ウィルス感染や喘息が原因だと考えられます。粘り気の強い痰なら喘息の可能性が高いです。

黄色い痰

細菌感染が原因だと考えられます。黄色くなるのは自身の白血球が細菌と戦った残骸です。

緑色の痰

黄色い痰同様に細菌感染が疑われます。
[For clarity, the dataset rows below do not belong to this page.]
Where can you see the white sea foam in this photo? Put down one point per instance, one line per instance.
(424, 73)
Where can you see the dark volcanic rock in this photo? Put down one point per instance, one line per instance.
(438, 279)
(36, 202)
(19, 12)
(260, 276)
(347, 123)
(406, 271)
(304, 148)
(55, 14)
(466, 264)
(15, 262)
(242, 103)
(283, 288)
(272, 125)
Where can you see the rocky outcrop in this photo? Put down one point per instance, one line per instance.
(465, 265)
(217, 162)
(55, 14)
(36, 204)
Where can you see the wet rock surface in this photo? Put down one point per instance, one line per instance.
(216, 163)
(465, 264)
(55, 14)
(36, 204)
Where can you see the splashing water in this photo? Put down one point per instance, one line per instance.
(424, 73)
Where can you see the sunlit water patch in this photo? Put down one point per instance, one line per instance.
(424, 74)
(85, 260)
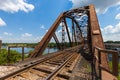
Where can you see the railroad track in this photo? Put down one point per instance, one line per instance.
(56, 67)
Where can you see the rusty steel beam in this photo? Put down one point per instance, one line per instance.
(73, 29)
(96, 36)
(57, 41)
(67, 31)
(45, 40)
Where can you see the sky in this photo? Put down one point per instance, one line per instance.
(27, 21)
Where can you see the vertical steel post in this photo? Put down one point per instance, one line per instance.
(8, 56)
(63, 35)
(22, 53)
(115, 62)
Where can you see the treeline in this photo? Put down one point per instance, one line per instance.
(13, 58)
(112, 42)
(50, 45)
(20, 44)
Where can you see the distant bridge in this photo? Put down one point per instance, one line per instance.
(86, 51)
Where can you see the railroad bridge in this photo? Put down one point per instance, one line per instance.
(84, 57)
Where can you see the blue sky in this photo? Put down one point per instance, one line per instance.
(29, 20)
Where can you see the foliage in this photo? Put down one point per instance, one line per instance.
(110, 64)
(112, 41)
(14, 57)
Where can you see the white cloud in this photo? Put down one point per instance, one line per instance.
(26, 35)
(118, 8)
(20, 29)
(101, 5)
(117, 16)
(42, 27)
(111, 32)
(15, 6)
(2, 22)
(7, 34)
(0, 37)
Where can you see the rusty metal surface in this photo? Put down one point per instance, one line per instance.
(45, 40)
(45, 66)
(94, 39)
(100, 67)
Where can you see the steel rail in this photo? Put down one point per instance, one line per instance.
(29, 66)
(56, 71)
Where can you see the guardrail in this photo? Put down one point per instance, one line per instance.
(98, 67)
慢性気管支炎やインフルエンザ桿菌、蓄膿症などの病気で緑色になりやすいと言われます。

血が混ざった痰

血が混ざった痰のことを、血痰と言います。咳のしすぎで喉の奥が切れてしまって、痰に混じった血が咳と同時に吐き出されることです。喉が少し切れてしまうくらいでしたらさほど心配ありませんが、血液の量が多かったり、咳き込むだけで口を塞いだ手が血だらけになってしまう場合は、気管支や肺の病気である可能性があるので、病院で検査をした方がいいでしょう。

こんなとき、こんな人は早めに受診しましょう

  • 咳が2週間以上止まらない
  • 血痰が出る
  • 色の濃い痰、粘り気の強い痰

また、次にあげる人は病気の影響が大きく現れたり、病気が進行しやすいので早めに受診しましょう

  • 以前に呼吸器の病気をしたことがある人
  • 糖尿病にかかっている人
  • 心臓病にかかっている人
  • 高齢者や小児
  • 膠原病にかかっている人

痰に効く漢方薬5選

竹如温胆湯(ちくじょうんたんとう)

【体力】中等度

【効能効果】かぜ、インフルエンザ、肺炎などの回復期に熱が長びいたり、また平熱になっても、気分がさっぱりせず、せきやたんが多くて安眠が出来ないもの

麦門冬湯(ばくもんどうとう)

【体力】中等度以下

【効能効果】たんが切れにくく、時に強く咳き込み、又は咽頭の乾燥感があるものの諸症状(空咳、気管支炎、気管支喘息、咽頭炎)

小青竜湯(しょうせいりゅうとう)

【体力】中等度又はやや虚弱

【効能効果】うすい水様のたんを伴うせきや鼻水が出るものの次の諸症(気管支炎、気管支ぜんそく、鼻炎、アレルギー性鼻炎、むくみ、感冒、花粉症)

清肺湯(せいはいとう)

【体力】中等度

【効能効果】せきが続き、たんが多くて切れにくい方の諸症状(せき、気管支炎など)

柴朴湯(さいぼくとう)

【体力】中等度

【効能効果】気分が塞いで、咽頭、食堂部に異物感があり、風邪をひきやすく、ときに動悸、めまい、嘔気などを伴うものの次の諸症:小児喘息、気管支喘息、気管支炎、せき、不安神経症、虚弱体質

まとめ

今回は痰に効果的な漢方薬をご紹介させていただきました。

長く続いたり、血痰が出る場合には、専門医に診てもらうことをお勧めしますが、そこまで重症ではないかぎり、セルフメディケーションで良くなるケースが多いです。

不安がある場合は、漢方に精通している医師や薬剤師に相談して、自分にぴったり合う薬を選んでもらいましょう。